Q: Do generic medicines take longer to work in the body? A: No, generic drugs work in the body in the same way and in the same amount of time as branded drugs, because they have the same active ingredients. Q: If branded and generic medicines have the same active ingredients, why are they different in appearance and taste? A: Active ingredients in branded and generic medicines are the same. But trademark laws do not allow generic drugs to have the same appearance as the branded drug. Colors, flavors and other physical characteristics do not affect the way the medicine works. Q: Are drugstores authorized to substitute a branded medicine by its generic equivalent? A: Yes, the Generic Act of 1988 authorizes drugstores to inform buyers about other drug products having the same generic name, together with their corresponding prices, so that the buyer may adequately exercise his option to choose which medicine he wants to purchase. Q: My prescription contains only the branded names of the medicines. Is this normal? A: No, the generic Act of 1988 requires all doctors and medical practitioners to indicate on the prescription the generic name of all medicines which they prescribe. The branded names are only optional and can be indicated in parenthesis.
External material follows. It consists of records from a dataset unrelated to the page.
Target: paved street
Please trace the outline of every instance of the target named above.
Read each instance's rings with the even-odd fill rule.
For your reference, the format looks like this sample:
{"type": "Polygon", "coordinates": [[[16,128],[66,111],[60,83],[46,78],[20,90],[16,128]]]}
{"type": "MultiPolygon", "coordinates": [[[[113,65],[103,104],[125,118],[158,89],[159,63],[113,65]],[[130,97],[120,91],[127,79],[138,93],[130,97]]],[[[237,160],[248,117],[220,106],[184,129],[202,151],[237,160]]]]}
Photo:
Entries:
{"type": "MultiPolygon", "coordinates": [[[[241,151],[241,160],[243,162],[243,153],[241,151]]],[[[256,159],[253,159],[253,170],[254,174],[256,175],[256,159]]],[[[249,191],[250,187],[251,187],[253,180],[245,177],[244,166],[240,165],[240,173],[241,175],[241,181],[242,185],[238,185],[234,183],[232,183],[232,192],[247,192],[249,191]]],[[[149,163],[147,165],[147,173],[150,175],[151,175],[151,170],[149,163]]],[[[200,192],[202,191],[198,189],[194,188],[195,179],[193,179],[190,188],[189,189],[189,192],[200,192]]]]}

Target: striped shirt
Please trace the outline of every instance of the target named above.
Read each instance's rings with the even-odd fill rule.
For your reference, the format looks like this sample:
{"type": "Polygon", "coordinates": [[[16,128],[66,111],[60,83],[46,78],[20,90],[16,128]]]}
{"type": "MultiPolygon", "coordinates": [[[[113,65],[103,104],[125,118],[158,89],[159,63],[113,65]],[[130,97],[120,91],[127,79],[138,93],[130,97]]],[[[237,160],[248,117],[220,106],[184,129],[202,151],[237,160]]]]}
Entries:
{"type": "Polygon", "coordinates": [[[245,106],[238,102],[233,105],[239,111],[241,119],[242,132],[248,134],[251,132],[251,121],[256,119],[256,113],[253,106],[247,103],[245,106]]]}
II. “Cheaper does not mean low quality” Generic manufacturers are able to sell their products for lower price because they are not required to repeat the costly clinical trials of new drugs and generally do not pay for costly advertising, marketing, and promotion. In addition, multiple generic companies are often approved to market a single product, this create competition in the market place often result to lower price.. Teach consumer how to identify the active ingredients in the medicines. Advice them that the packaging and appearance of the medicines may look different, but they contain the same active ingredients. In the pharmacy Pharmacist should be educate on the provisions of the Generic Act mandating that they must educate patients (at the counter) and provide the choice of branded or generic drugs where available . Pharmacist should explain any differences in appearance or form of generics ( eg. colour, tablet vs. capsule) and ensure the active ingredients appear prominently on pharmacy labels. Pharmacy assistant should be educated about potential consumer

confusion (particularly in the elderly) and how to avoid it. Doctors also influence on consumers choice since most consumers stick on what have been prescribed to them because they feel safe with their doctors choice of medication.

Obstacles: People who actually experience taking other brand of generic drug might not take generic drugs anymore. Generic drugs earned a bad reputation in the Philippines. They became synonymous with low-quality or ineffective medicines. Reported incidents about ineffective generic drugs in the market scared doctors and patients alike. company that planning to market a generic drug line needed to gain the public’s trust to be successful over the long term. Benefit: Consumers are better informed of option to choose less expensive generic drugs. Doctors/Pharmacists offer generic medicines. RiteMed may gained positive reputation, brand goodwill market share.